Tuesday, March 9, 2010

Another day, another attempt to get a dollar


Sigh... another grant due soon; this time, it's my last attempt to get an NIH postdoctoral fellowship. My last reviews mainly took issue with my proposal, which they found to be overly ambitious and somewhat unfocused. So below, is my first attempt at a summary/specific aims page, followed by a couple of preliminary data collection things I'd like to do before it's due (on April 8)...


The introduction:
Naturally competent bacteria take up intact DNA from their surroundings and can incorporate it into their chromosomes by homologous recombination.
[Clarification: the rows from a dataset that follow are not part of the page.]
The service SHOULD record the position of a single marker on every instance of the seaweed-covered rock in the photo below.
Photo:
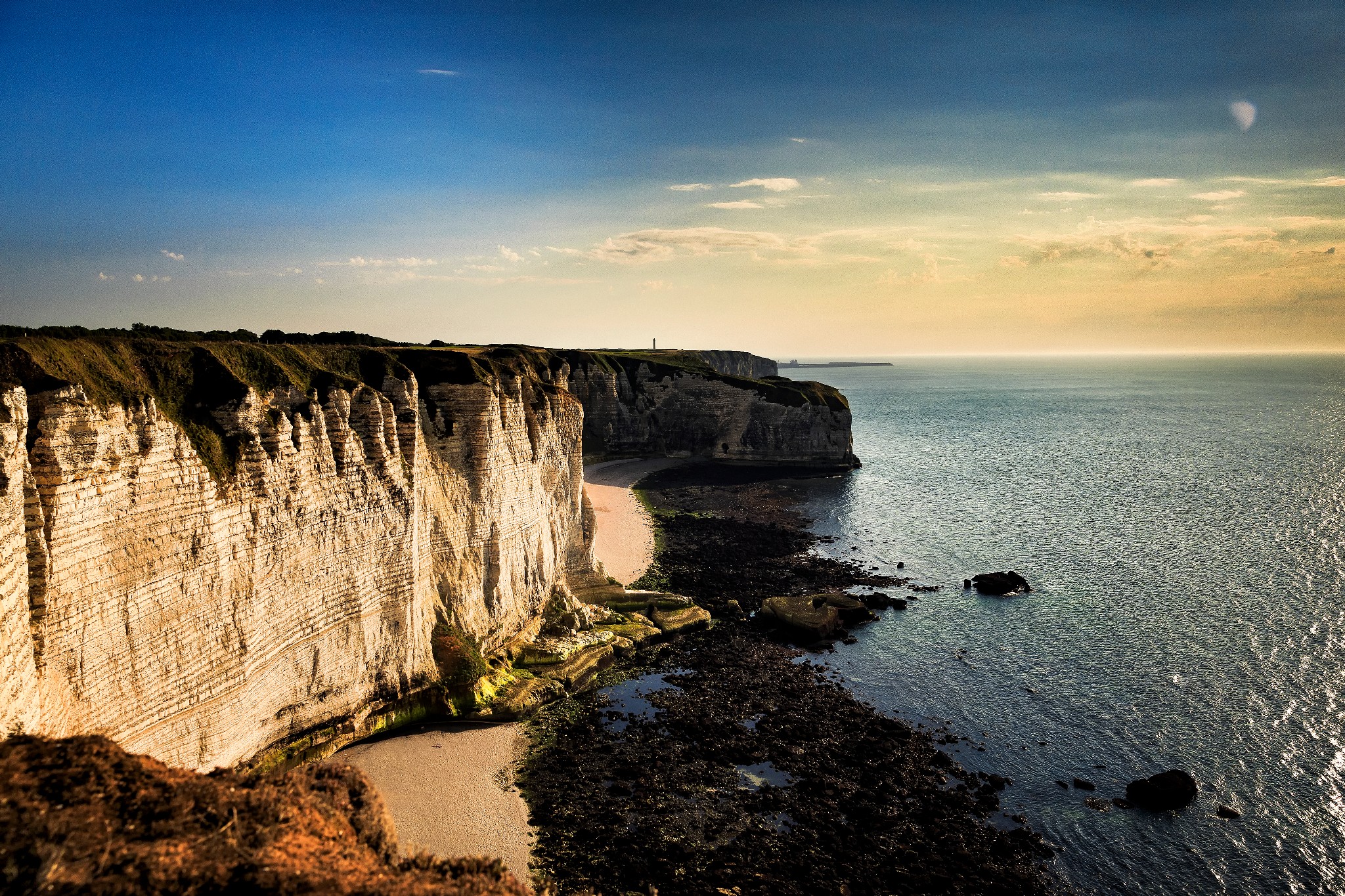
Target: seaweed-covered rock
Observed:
(1172, 789)
(682, 621)
(580, 671)
(803, 614)
(1001, 584)
(850, 609)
Akin to sexual recombination in eukaryotes, this natural transformation pathway moves alleles and genes between otherwise clonal lineages; and human bacterial pathogens have used this pathway to share antibiotic resistance genes, antigenic determinants, and virulence factors. To better elucidate the mechanism of transformation and to inform population/epidemiological studies, the proposed work will use the opportunistic Gram-negative bacterium Haemophilus influenzae to disentangle the sequence biases intrinsic to the DNA uptake and DNA recombination mechanisms by combining classical microbiology with modern DNA sequencing.

The specific aims:
  1. Define the genetic consequences of natural competence to H. influenzae. Transformation frequencies vary for different sequences and at different chromosomal locations, and this could strongly influence the rate of sequence evolution and adaptation along the genome. I will transform competent cultures of the standard lab strain with the genomic DNA of a clinical isolate and use deep sequencing to measure transformation across the lab strain’s chromosome for all the ~40,000 sites differing in the clinical isolate. This will provide an unparalleled dataset for investigating the sequence factors that promote and limit genetic exchange between bacterial cells.
  2. Measure the contribution of DNA uptake specificity to natural transformation. In several human pathogens, including H. influenzae, the uptake machinery prefers DNA fragments containing short “uptake sequences”, and abundant sequence motifs in many bacterial chromosomes suggest that biased DNA uptake has had a profound influence on genome evolution. I will purify the intact DNA molecules taken up into the periplasm and cytosol of competent cultures and use deep sequencing to measure the sequence biases of the uptake machinery. In combination with (a), this will disentangle the contributions of DNA uptake from those of DNA recombination during natural transformation.
The platitudes: The proposed work will link molecular studies of transformation to the growing genome sequence data being collected from many isolates of many bacterial species. By establishing my approach with completely sequenced chromosomes and using a well-defined experimental system, later studies could include a greater diversity of sequences or mimic more and more natural conditions. As a directly applicable outcome, the work will also produce the beginnings of a new type of genetic resource for mapping traits that differ between natural bacterial isolates (as in eukaryotic quantitative genetics) by generating fully genotyped recombinants. In the future, such studies will give empirical underpinnings to population genomic studies of bacterial genetic exchange, as well as provide new testable hypotheses for investigating the molecular mechanism of transformation.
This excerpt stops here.